Open keyword1983 opened 1 year ago

keyword1983 commented 1 year ago

Hi i have a try with dask pca, but i got result is weird.

my env : NVIDIA-SMI 465.19.01 Driver Version: 465.19.01 CUDA Version: 11.3 rapids: 22.04

below is my sample code: this is dask PCA with two 1080ti and fit_transform execution time was 23.5 s XT.compute() was 5.87

from dask_cuda import LocalCUDACluster
from dask.distributed import Client, wait
import cupy as cp
from cuml.dask.decomposition import PCA
from cuml.dask.datasets import make_blobs
import dask_cudf

cluster = LocalCUDACluster(threads_per_worker=1)
client = Client(cluster)

nrows = 80000
ncols = 5000
n_parts = 2

%time X_cudf=dask_cudf.read_parquet('/mnt/gwas_data/gwas_data_80k_5k.parquet.gzip',npartitions=4)
blobs = X_cudf.compute()
X_cudf
print(blobs) 

%time cumlModel = PCA(n_components = 2, whiten=False)
%time XT = cumlModel.fit_transform(X_cudf[X_cudf.columns[X_cudf.dtypes == cp.float32]])
%time print(XT.compute()) 

client.close()
cluster.close()

this is cuml PCA without dask and one 1080ti fit_transform execution time was 3.63 s

from dask_cuda import LocalCUDACluster
from dask.distributed import Client, wait
import cupy as cp
from cuml.decomposition import PCA
from cuml.datasets import make_blobs
import cudf

%time X_cudf = cudf.read_parquet('/mnt/gwas_data/gwas_data_80k_5k.parquet.gzip')

%time
#blobs = X_cudf.compute()
X_cudf
#print(blobs) 

%time ddf = X_cudf[X_cudf.columns[X_cudf.dtypes == cp.float32]]

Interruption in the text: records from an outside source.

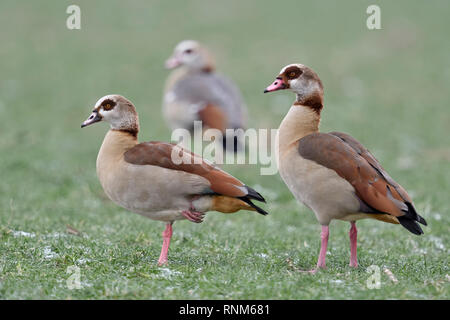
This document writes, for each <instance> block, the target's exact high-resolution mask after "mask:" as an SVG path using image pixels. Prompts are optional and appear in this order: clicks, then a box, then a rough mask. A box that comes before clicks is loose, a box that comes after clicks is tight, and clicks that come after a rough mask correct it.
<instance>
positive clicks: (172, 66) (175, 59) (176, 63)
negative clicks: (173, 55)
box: [165, 56, 181, 69]
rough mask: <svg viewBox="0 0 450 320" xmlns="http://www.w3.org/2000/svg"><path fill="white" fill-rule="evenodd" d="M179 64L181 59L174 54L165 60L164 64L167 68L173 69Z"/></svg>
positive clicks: (168, 68)
mask: <svg viewBox="0 0 450 320" xmlns="http://www.w3.org/2000/svg"><path fill="white" fill-rule="evenodd" d="M180 65H181V60H180V59H179V58H177V57H175V56H172V57H170V58H169V59H167V60H166V63H165V66H166V68H167V69H175V68H176V67H179V66H180Z"/></svg>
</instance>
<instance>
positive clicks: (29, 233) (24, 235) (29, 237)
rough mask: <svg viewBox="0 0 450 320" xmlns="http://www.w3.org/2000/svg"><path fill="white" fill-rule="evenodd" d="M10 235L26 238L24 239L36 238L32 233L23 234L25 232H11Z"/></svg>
mask: <svg viewBox="0 0 450 320" xmlns="http://www.w3.org/2000/svg"><path fill="white" fill-rule="evenodd" d="M11 234H12V235H13V237H16V238H17V237H26V238H34V237H35V236H36V234H35V233H33V232H25V231H14V230H11Z"/></svg>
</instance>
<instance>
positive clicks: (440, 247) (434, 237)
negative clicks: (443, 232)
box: [429, 236, 445, 250]
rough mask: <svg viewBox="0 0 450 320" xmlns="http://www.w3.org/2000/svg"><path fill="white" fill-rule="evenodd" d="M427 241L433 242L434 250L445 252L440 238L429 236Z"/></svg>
mask: <svg viewBox="0 0 450 320" xmlns="http://www.w3.org/2000/svg"><path fill="white" fill-rule="evenodd" d="M429 239H430V240H431V242H433V244H434V245H435V247H436V248H438V249H439V250H445V245H444V244H443V243H442V239H441V238H438V237H435V236H430V237H429Z"/></svg>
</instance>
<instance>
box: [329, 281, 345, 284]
mask: <svg viewBox="0 0 450 320" xmlns="http://www.w3.org/2000/svg"><path fill="white" fill-rule="evenodd" d="M331 282H333V283H336V284H341V283H344V280H331Z"/></svg>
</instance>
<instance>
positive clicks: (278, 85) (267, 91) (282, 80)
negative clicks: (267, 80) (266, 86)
mask: <svg viewBox="0 0 450 320" xmlns="http://www.w3.org/2000/svg"><path fill="white" fill-rule="evenodd" d="M283 89H287V85H286V84H285V83H284V81H283V79H281V77H277V78H276V79H275V81H274V82H273V83H272V84H271V85H270V86H268V87H267V88H266V89H265V90H264V93H267V92H272V91H277V90H283Z"/></svg>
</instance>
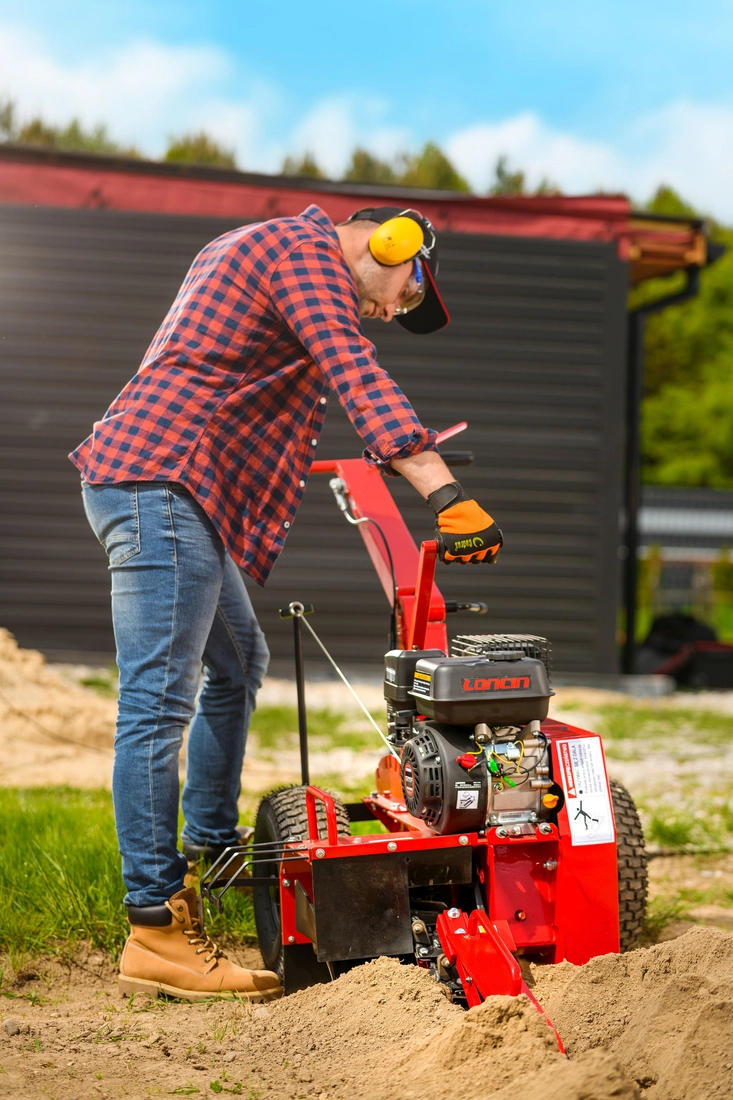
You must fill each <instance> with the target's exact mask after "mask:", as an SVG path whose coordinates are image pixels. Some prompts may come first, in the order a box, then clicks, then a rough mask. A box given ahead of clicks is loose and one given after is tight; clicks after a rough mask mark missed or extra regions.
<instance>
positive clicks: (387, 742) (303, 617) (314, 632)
mask: <svg viewBox="0 0 733 1100" xmlns="http://www.w3.org/2000/svg"><path fill="white" fill-rule="evenodd" d="M294 614H298V613H297V612H294ZM299 618H300V620H302V621H303V625H304V626H306V627H307V628H308V630H309V631H310V635H311V636H313V639H314V641H315V642H316V645H317V646H319V647H320V649H321V651H322V652H324V656H325V657H326V658H327V660H328V661H330V663H331V667H332V668H333V671H335V672H336V673H337V675H338V676H339V679H340V680H342V681H343V683H344V684H346V685H347V687H348V689H349V691H350V692H351V694H352V695H353V697H354V698H355V701H357V703H359V706H360V707H361V708H362V711H363V712H364V714H365V715H366V717H368V718H369V720H370V722H371V724H372V726H373V727H374V729H375V730H376V733H378V734H379V735H380V737H381V738H382V740H383V741H384V744H385V745H386V747H387V748H389V750H390V752H391V753H392V756H393V757H395V759H396V760H398V759H400V753H398V752H397V751H396V750H395V747H394V745H392V742H391V741H390V740H389V738H387V737H386V736H385V735H384V734H383V733H382V730H381V729H380V727H379V726H378V725H376V723H375V722H374V719H373V717H372V716H371V714H370V713H369V711H368V708H366V706H365V705H364V704H363V703H362V701H361V700H360V698H359V696H358V695H357V693H355V691H354V690H353V687H352V686H351V684H350V683H349V681H348V680H347V678H346V676H344V675H343V673H342V672H341V670H340V668H339V667H338V664H337V663H336V661H335V660H333V658H332V657H331V654H330V653H329V652H328V650H327V649H326V647H325V646H324V643H322V641H321V640H320V638H319V637H318V635H317V634H316V631H315V630H314V628H313V627H311V626H310V623H308V619H307V618H306V617H305V615H303V613H302V612H300V613H299Z"/></svg>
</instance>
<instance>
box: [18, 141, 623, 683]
mask: <svg viewBox="0 0 733 1100" xmlns="http://www.w3.org/2000/svg"><path fill="white" fill-rule="evenodd" d="M108 164H109V162H103V163H102V161H101V158H99V160H95V158H74V157H68V156H67V157H58V156H55V157H45V160H44V157H43V156H42V155H41V154H36V155H35V158H34V156H33V155H31V154H25V153H22V152H15V153H14V154H13V153H12V151H11V152H6V153H4V154H3V155H0V426H1V427H0V433H1V438H0V514H1V516H2V519H1V529H0V625H1V626H4V627H7V628H8V629H10V630H12V631H13V632H14V634H15V635H17V637H18V639H19V641H20V642H21V643H22V645H23V646H31V647H37V648H40V649H42V650H44V651H46V652H47V653H50V654H52V656H61V654H66V656H70V654H72V653H78V654H85V656H86V657H87V659H89V657H90V656H91V654H95V656H97V658H101V659H105V658H106V657H107V656H108V654H111V653H112V652H113V639H112V634H111V625H110V616H109V584H108V574H107V571H106V560H105V555H103V553H102V551H101V549H100V548H99V547H98V546H97V544H96V542H95V540H94V537H92V536H91V533H90V531H89V529H88V528H87V526H86V521H85V519H84V515H83V510H81V504H80V496H79V487H78V476H77V473H76V471H75V469H74V467H73V466H72V464H70V463H69V462H68V460H67V459H66V454H67V452H68V451H69V450H70V449H72V448H73V447H75V445H76V444H77V443H78V442H79V441H80V440H81V439H83V438H84V437H85V436H86V434H87V433H88V432H89V430H90V427H91V423H92V421H94V420H95V419H98V418H99V417H100V416H101V415H102V414H103V411H105V409H106V408H107V406H108V404H109V401H110V400H111V399H112V398H113V397H114V395H116V394H117V393H118V392H119V389H120V388H121V386H122V385H123V384H124V383H125V382H127V381H128V378H129V377H130V376H131V375H132V373H134V371H135V368H136V366H138V364H139V362H140V360H141V357H142V355H143V353H144V351H145V349H146V346H147V344H149V342H150V340H151V338H152V335H153V333H154V332H155V329H156V328H157V326H158V323H160V321H161V320H162V318H163V316H164V315H165V312H166V309H167V307H168V305H169V304H171V301H172V299H173V297H174V295H175V293H176V289H177V287H178V284H179V282H180V279H182V278H183V276H184V274H185V272H186V270H187V267H188V264H189V263H190V261H192V259H193V257H194V255H195V254H196V252H197V251H198V249H200V248H201V246H203V245H204V244H205V243H206V242H207V241H209V240H210V239H211V238H214V237H216V235H217V234H219V233H221V232H223V231H226V230H228V229H230V228H232V227H233V226H237V224H241V223H243V222H245V221H251V220H258V219H259V218H261V217H263V215H265V213H269V215H271V216H272V215H274V213H280V212H295V211H297V210H299V209H303V207H305V206H306V205H307V202H308V201H313V200H316V201H319V202H320V204H321V205H322V206H324V207H325V209H327V210H328V212H329V213H331V216H332V217H341V216H342V212H346V211H347V210H352V209H355V208H358V207H359V206H365V205H369V199H370V198H372V199H373V198H374V197H375V190H376V189H374V188H372V189H369V190H368V189H365V188H358V187H347V186H341V187H339V186H336V185H328V184H324V185H319V184H313V186H311V185H310V184H308V187H307V188H306V187H305V186H304V184H303V182H295V180H291V182H289V183H288V182H283V180H273V179H267V180H263V179H262V178H260V177H245V176H243V175H242V174H234V173H215V172H208V173H206V172H199V173H196V172H189V173H188V174H186V173H182V172H179V171H175V169H167V168H166V169H161V166H142V167H141V166H140V165H138V166H133V167H132V168H131V167H130V166H129V165H119V164H112V165H110V167H109V168H108ZM100 165H101V167H100ZM3 168H4V169H6V174H4V177H3ZM56 169H58V171H56ZM64 169H67V171H66V175H64ZM102 169H103V171H102ZM145 172H147V176H146V177H145V178H146V179H147V183H149V185H150V186H149V191H147V194H149V196H150V194H152V191H154V190H155V187H158V188H160V187H163V188H165V185H166V183H167V184H168V191H169V193H171V194H173V191H172V188H173V185H175V187H176V188H178V189H180V188H182V187H184V190H185V186H188V185H190V186H189V189H188V191H185V194H186V196H187V198H186V201H185V202H184V201H183V200H182V199H180V198H179V197H178V198H175V196H174V198H171V199H169V201H167V205H166V202H164V201H163V200H162V199H161V197H160V195H158V194H157V193H155V195H154V196H153V198H151V199H150V201H147V200H145V201H143V200H139V201H133V200H132V199H129V201H125V199H124V195H125V194H127V195H128V197H130V196H134V194H135V188H138V189H139V190H140V188H141V187H142V185H143V183H144V179H143V177H144V173H145ZM44 173H45V182H43V180H42V182H41V183H40V182H39V180H40V177H42V176H43V174H44ZM54 173H55V174H54ZM85 174H86V178H85ZM116 174H117V175H116ZM100 176H103V179H102V183H101V184H100V183H99V177H100ZM112 177H114V179H112ZM117 177H119V179H121V180H122V183H121V184H119V179H118V178H117ZM105 180H106V183H105ZM110 180H111V182H110ZM116 180H117V184H119V195H118V198H117V199H114V200H110V199H109V196H110V195H112V196H114V194H117V193H114V186H117V184H116ZM151 180H152V183H151ZM125 184H127V191H125ZM105 186H107V200H106V193H105ZM201 187H203V188H204V190H205V191H206V194H205V195H204V196H203V197H201V196H200V195H199V196H198V197H196V195H195V194H194V191H195V189H196V188H199V190H200V188H201ZM217 187H218V188H219V189H220V190H221V194H223V190H226V189H227V188H228V189H229V191H234V190H236V189H237V188H239V195H240V198H239V206H237V208H236V209H234V210H232V211H229V210H228V208H227V209H226V210H225V209H222V207H227V204H226V201H225V200H223V199H222V198H221V197H220V196H219V198H217V196H218V195H219V193H217V190H216V188H217ZM39 188H41V190H42V194H40V193H39ZM43 188H45V190H44V189H43ZM75 188H76V190H75ZM85 188H86V189H85ZM222 189H223V190H222ZM173 190H175V188H173ZM160 194H161V195H162V194H164V191H161V193H160ZM166 194H167V193H166ZM175 194H176V195H178V193H175ZM179 194H184V191H179ZM197 194H198V193H197ZM211 195H214V196H215V198H211V197H210V196H211ZM252 195H254V196H255V198H252ZM273 195H276V196H278V198H277V200H276V201H275V200H273ZM119 196H122V197H121V198H120V197H119ZM192 196H193V197H192ZM283 196H285V199H283ZM366 196H369V197H366ZM378 198H379V199H380V200H381V201H382V202H384V201H395V200H396V198H395V197H394V193H391V191H387V190H386V189H380V191H379V196H378ZM400 198H401V199H403V200H405V198H406V196H405V194H404V193H400ZM174 199H175V200H174ZM255 199H256V201H255ZM265 200H266V201H265ZM408 200H409V201H411V202H412V204H414V205H419V206H420V208H422V209H425V210H426V212H427V213H428V216H429V217H430V218H431V219H433V220H434V221H435V222H436V224H437V226H438V228H439V229H440V230H441V233H440V250H441V271H440V285H441V289H442V290H444V293H445V298H446V301H447V305H448V307H449V309H450V312H451V317H452V321H451V324H450V327H449V328H448V329H446V330H445V331H444V332H440V333H437V334H435V335H433V337H428V338H425V337H412V335H409V334H408V333H407V332H405V331H404V330H402V329H401V328H398V327H393V326H389V327H387V326H383V324H380V323H379V322H378V323H375V324H370V326H368V334H369V335H370V338H372V339H374V341H375V343H376V346H378V350H379V355H380V362H381V363H382V364H383V365H384V366H385V367H386V368H387V370H389V371H390V372H391V374H392V375H393V376H394V378H395V379H396V381H397V382H398V383H400V385H401V386H402V387H403V388H404V389H405V392H406V393H407V395H408V396H409V398H411V400H412V401H413V404H414V405H415V408H416V410H417V412H418V415H419V416H420V418H422V419H423V421H424V422H426V423H428V425H430V426H431V427H434V428H436V429H438V430H440V429H444V428H447V427H449V426H450V425H452V423H455V422H456V421H458V420H462V419H466V420H468V421H469V429H468V431H467V432H466V433H464V434H463V436H460V437H458V438H457V439H456V440H452V441H451V444H450V447H451V448H452V447H455V448H467V449H470V450H472V451H473V452H474V454H475V464H474V466H473V467H472V469H470V470H466V471H460V476H461V481H462V482H463V483H464V485H466V487H467V488H468V489H469V491H470V492H472V493H474V494H475V495H477V497H478V498H479V499H480V500H481V502H482V503H484V505H485V506H486V507H488V508H489V509H490V510H491V511H492V514H493V515H494V516H495V517H496V518H497V520H499V522H500V525H501V526H502V528H503V530H504V533H505V540H506V541H505V549H504V551H503V554H502V558H501V561H500V564H499V565H497V566H496V568H494V569H460V568H458V566H453V568H450V569H449V568H445V566H442V568H440V573H439V576H438V583H439V584H440V586H441V588H442V591H444V593H445V595H446V596H447V597H449V598H458V599H464V598H466V599H468V598H472V599H483V601H486V603H488V604H489V607H490V610H489V615H488V616H486V617H485V618H483V619H482V620H477V619H473V620H469V621H467V620H466V618H460V617H459V616H456V617H455V618H453V623H452V624H451V625H452V627H453V629H455V631H457V632H458V631H466V630H467V628H468V629H478V628H479V621H480V628H481V629H482V630H492V631H493V630H497V631H522V632H532V634H541V635H546V636H548V637H549V638H550V639H551V641H553V643H554V649H555V665H556V668H557V669H558V670H559V671H562V670H566V671H567V670H572V671H587V672H615V671H616V668H617V658H616V640H615V629H616V612H617V603H619V568H620V566H619V510H620V507H621V504H622V500H621V494H622V481H623V469H622V466H623V461H622V456H623V407H624V406H623V403H624V377H625V368H624V363H625V345H624V339H625V316H626V313H625V296H626V289H627V285H628V263H627V259H628V257H627V248H626V246H627V244H628V239H630V233H631V230H630V226H628V217H627V215H628V211H627V208H626V207H625V206H624V204H625V200H621V199H614V200H613V202H615V204H616V205H615V207H613V208H612V206H611V205H610V204H609V202H606V207H605V208H603V209H604V210H605V213H604V212H603V209H601V207H600V206H599V204H602V202H603V201H604V200H600V199H599V200H597V208H593V206H592V201H593V200H590V199H589V200H555V201H556V204H560V205H559V206H557V208H556V210H555V215H553V212H551V210H550V209H549V206H548V201H549V200H546V199H544V200H518V205H517V202H516V201H515V204H514V206H512V205H511V204H506V202H504V205H503V206H502V204H501V202H499V201H497V200H485V199H484V200H478V199H471V200H466V199H463V202H462V204H461V197H457V196H452V197H451V196H449V197H446V196H445V195H441V196H436V195H435V194H420V193H414V194H411V195H409V196H408ZM492 201H493V204H494V205H493V206H491V204H492ZM573 201H576V204H577V206H576V208H575V212H573V209H572V208H571V204H572V202H573ZM186 202H187V204H188V205H186ZM278 202H280V206H278V205H277V204H278ZM533 202H534V207H533V205H532V204H533ZM562 202H565V206H562V205H561V204H562ZM583 202H584V204H586V206H584V207H583V206H582V204H583ZM36 204H37V205H36ZM267 204H269V206H267ZM288 204H289V206H288ZM441 204H442V206H441ZM486 204H489V206H486ZM523 204H524V205H523ZM543 204H544V206H543ZM90 207H91V208H90ZM151 207H152V209H151ZM201 209H207V210H215V211H219V216H218V217H203V216H201V215H200V212H198V213H197V212H196V211H197V210H199V211H200V210H201ZM182 210H183V211H184V212H180V211H182ZM248 210H249V211H250V212H249V215H248ZM441 210H442V213H441ZM166 211H167V212H166ZM176 211H178V212H176ZM477 211H478V212H477ZM482 211H484V213H482ZM593 211H594V213H593ZM490 216H491V217H490ZM553 217H555V222H553ZM593 217H594V218H595V221H594V222H592V224H593V226H594V227H597V226H601V227H603V226H605V230H603V228H601V229H591V230H589V226H591V221H592V218H593ZM482 218H483V222H482V220H481V219H482ZM604 218H605V221H604ZM441 219H442V220H441ZM492 219H493V221H492ZM573 219H575V221H573ZM583 219H584V220H583ZM573 224H575V229H573ZM564 226H565V227H566V228H565V229H564V228H562V227H564ZM451 227H452V229H451ZM517 227H518V228H517ZM533 227H534V228H533ZM553 227H554V228H553ZM502 230H503V231H502ZM624 248H626V254H624ZM360 451H361V443H360V441H359V439H358V438H357V436H355V433H354V431H353V429H352V428H351V426H350V423H349V422H348V420H347V419H346V417H344V416H343V414H342V412H341V410H340V408H339V406H338V403H337V401H336V400H335V399H333V398H331V400H330V405H329V414H328V419H327V427H326V431H325V433H324V437H322V440H321V443H320V444H319V449H318V458H329V456H353V455H357V454H359V453H360ZM390 487H391V488H392V489H393V492H394V494H395V497H396V498H397V500H398V503H400V506H401V507H402V508H403V509H404V514H405V516H406V518H407V520H408V524H409V526H411V529H412V530H413V532H414V535H415V537H416V539H418V540H419V539H420V538H428V537H430V535H431V528H433V524H431V513H430V511H429V509H428V508H427V507H426V506H425V504H424V503H422V502H420V500H419V498H418V497H417V496H416V495H415V493H414V491H413V489H412V488H411V487H409V486H408V485H406V484H404V483H401V482H400V481H398V480H396V478H395V480H394V481H393V482H391V485H390ZM250 591H251V592H252V596H253V599H254V603H255V606H256V608H258V610H259V614H260V618H261V621H262V625H263V627H264V628H265V630H266V632H267V637H269V640H270V643H271V648H272V650H273V656H274V658H275V661H274V665H273V668H274V670H275V671H284V670H285V668H286V664H285V661H286V660H287V659H288V658H289V630H288V627H287V625H286V624H284V623H281V620H280V619H278V616H277V608H278V607H280V606H282V604H283V603H287V602H288V601H289V599H293V598H303V599H306V601H309V602H313V603H314V604H315V606H316V609H317V625H318V628H319V632H320V634H321V636H322V637H324V639H325V641H326V642H327V643H328V645H329V646H330V648H331V649H332V651H333V652H335V654H337V656H338V657H340V658H341V660H342V661H343V662H344V663H346V664H347V665H350V667H354V665H362V667H363V665H365V664H374V665H375V664H376V663H378V662H379V661H380V658H381V654H382V652H383V650H384V642H385V637H386V621H387V605H386V602H385V599H384V596H383V594H382V590H381V587H380V585H379V583H378V581H376V577H375V576H374V575H373V572H372V569H371V564H370V562H369V559H368V557H366V553H365V551H364V549H363V547H362V543H361V539H360V538H359V536H358V533H357V532H355V531H354V530H353V529H352V528H350V527H348V526H347V525H346V524H344V522H343V520H342V518H341V516H340V514H339V513H338V511H337V509H336V507H335V504H333V500H332V497H331V495H330V492H329V489H328V483H327V478H318V477H313V478H311V481H310V483H309V485H308V489H307V494H306V498H305V503H304V505H303V507H302V510H300V511H299V514H298V518H297V521H296V524H295V525H294V527H293V531H292V533H291V536H289V539H288V543H287V547H286V549H285V551H284V553H283V555H282V558H281V560H280V562H278V563H277V565H276V566H275V570H274V571H273V574H272V577H271V580H270V582H269V584H267V586H266V587H265V588H264V590H260V588H258V587H256V585H254V584H251V585H250ZM314 625H316V620H315V621H314Z"/></svg>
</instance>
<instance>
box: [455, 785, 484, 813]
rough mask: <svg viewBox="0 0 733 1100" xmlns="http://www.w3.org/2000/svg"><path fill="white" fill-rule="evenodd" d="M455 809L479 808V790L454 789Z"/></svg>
mask: <svg viewBox="0 0 733 1100" xmlns="http://www.w3.org/2000/svg"><path fill="white" fill-rule="evenodd" d="M456 809H457V810H478V809H479V792H478V790H473V791H470V790H469V791H456Z"/></svg>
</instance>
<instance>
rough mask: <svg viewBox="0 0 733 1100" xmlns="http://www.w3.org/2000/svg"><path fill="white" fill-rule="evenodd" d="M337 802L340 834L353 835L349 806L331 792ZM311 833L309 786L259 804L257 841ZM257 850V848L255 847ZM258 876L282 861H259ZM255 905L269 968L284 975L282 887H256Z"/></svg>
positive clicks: (267, 870) (272, 797) (255, 867)
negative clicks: (345, 804) (281, 898)
mask: <svg viewBox="0 0 733 1100" xmlns="http://www.w3.org/2000/svg"><path fill="white" fill-rule="evenodd" d="M331 796H332V799H333V802H335V804H336V817H337V821H338V828H339V836H350V835H351V826H350V825H349V815H348V814H347V811H346V806H344V805H343V803H342V802H341V801H340V799H338V798H337V796H336V795H331ZM316 812H317V816H318V826H319V828H318V832H319V835H320V836H322V837H325V836H326V809H325V806H324V804H322V802H318V803H316ZM307 836H308V816H307V813H306V804H305V787H286V788H284V789H283V790H281V791H273V793H272V794H267V795H265V798H264V799H263V800H262V802H261V803H260V805H259V806H258V816H256V820H255V823H254V844H255V845H258V844H273V843H275V844H282V843H283V842H284V840H296V839H298V840H299V839H303V838H304V837H307ZM255 851H256V848H255ZM253 873H254V875H255V876H258V877H259V876H266V875H272V876H277V873H278V864H277V862H276V861H274V860H273V862H272V864H258V865H256V867H254V868H253ZM252 905H253V909H254V924H255V926H256V930H258V941H259V944H260V950H261V952H262V958H263V960H264V965H265V967H266V968H267V970H274V971H275V974H277V975H278V976H280V977H281V979H282V977H283V969H284V967H283V939H282V935H281V921H280V890H278V889H277V887H276V886H274V884H273V886H272V887H269V886H264V884H260V886H253V887H252Z"/></svg>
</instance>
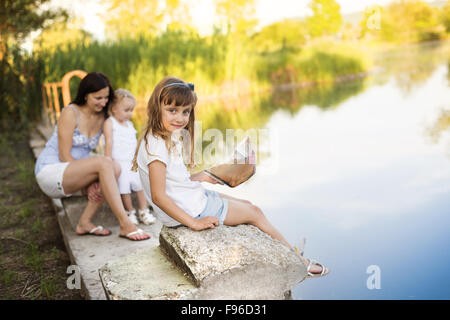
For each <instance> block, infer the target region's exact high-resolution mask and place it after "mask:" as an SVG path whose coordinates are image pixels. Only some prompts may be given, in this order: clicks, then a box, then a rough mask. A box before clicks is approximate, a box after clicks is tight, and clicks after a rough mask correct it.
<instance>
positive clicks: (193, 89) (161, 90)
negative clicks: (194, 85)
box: [161, 82, 194, 91]
mask: <svg viewBox="0 0 450 320" xmlns="http://www.w3.org/2000/svg"><path fill="white" fill-rule="evenodd" d="M172 86H183V87H187V88H189V89H191V91H194V84H193V83H184V82H174V83H169V84H166V85H165V86H164V87H162V89H161V91H162V90H163V89H165V88H167V87H172Z"/></svg>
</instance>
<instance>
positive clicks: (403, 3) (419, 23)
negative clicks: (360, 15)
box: [361, 0, 445, 43]
mask: <svg viewBox="0 0 450 320" xmlns="http://www.w3.org/2000/svg"><path fill="white" fill-rule="evenodd" d="M379 10H380V29H379V30H375V31H374V30H367V28H366V25H365V24H366V21H367V18H368V15H367V14H366V16H365V18H363V20H362V22H361V26H362V35H363V36H365V35H366V34H372V35H373V36H377V37H378V38H379V39H380V40H383V41H389V42H399V43H402V42H418V41H427V40H434V39H440V38H442V37H443V36H444V33H445V27H444V26H443V25H442V24H441V23H440V21H439V11H438V9H436V8H433V7H431V6H430V5H429V4H428V3H426V2H425V1H420V0H401V1H395V2H392V3H391V4H389V5H388V6H387V7H385V8H381V9H379ZM365 19H366V20H365ZM368 31H369V32H368Z"/></svg>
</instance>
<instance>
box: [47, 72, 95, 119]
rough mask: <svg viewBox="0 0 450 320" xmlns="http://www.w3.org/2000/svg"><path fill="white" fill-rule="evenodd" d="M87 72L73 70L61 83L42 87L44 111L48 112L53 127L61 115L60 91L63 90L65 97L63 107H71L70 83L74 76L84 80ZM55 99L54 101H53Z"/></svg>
mask: <svg viewBox="0 0 450 320" xmlns="http://www.w3.org/2000/svg"><path fill="white" fill-rule="evenodd" d="M86 74H87V73H86V72H85V71H83V70H73V71H70V72H68V73H66V74H65V75H64V76H63V78H62V80H61V82H49V83H44V84H43V85H42V100H43V105H44V109H45V111H46V112H47V115H48V117H49V118H50V121H51V123H52V125H55V123H56V121H57V120H58V118H59V114H60V113H61V107H60V103H59V91H58V88H61V91H62V97H63V107H65V106H67V105H69V103H70V101H71V97H70V87H69V81H70V79H71V78H72V77H73V76H78V77H79V78H81V79H83V78H84V77H85V76H86ZM52 98H53V99H52Z"/></svg>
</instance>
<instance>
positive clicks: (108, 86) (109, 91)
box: [71, 72, 114, 118]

%time cumlModel = PCA(n_components = 2, whiten=False)
%time XT = cumlModel.fit_transform(ddf)
%time print(XT)

My question is , is it supposed dask pca with two 1080ti should faster then pca with one 1080ti?

PS: I did this experiment with v100 gpus got same reault.

viclafargue commented 1 year ago

Dask estimators have massive overhead because of indispensable inter-GPU transfers and are only ever useful when workers are given sufficient workload. Then when in a presence of a sufficiently large dataset worth distributing, the compute time can be reduced through the use of NVLink and Infiniband for faster transfers when available.

Also, fit_transform is supposed to execute lazily and only start the actual work on the compute call. The 23.5s execution time could be explained by the cuDF operation.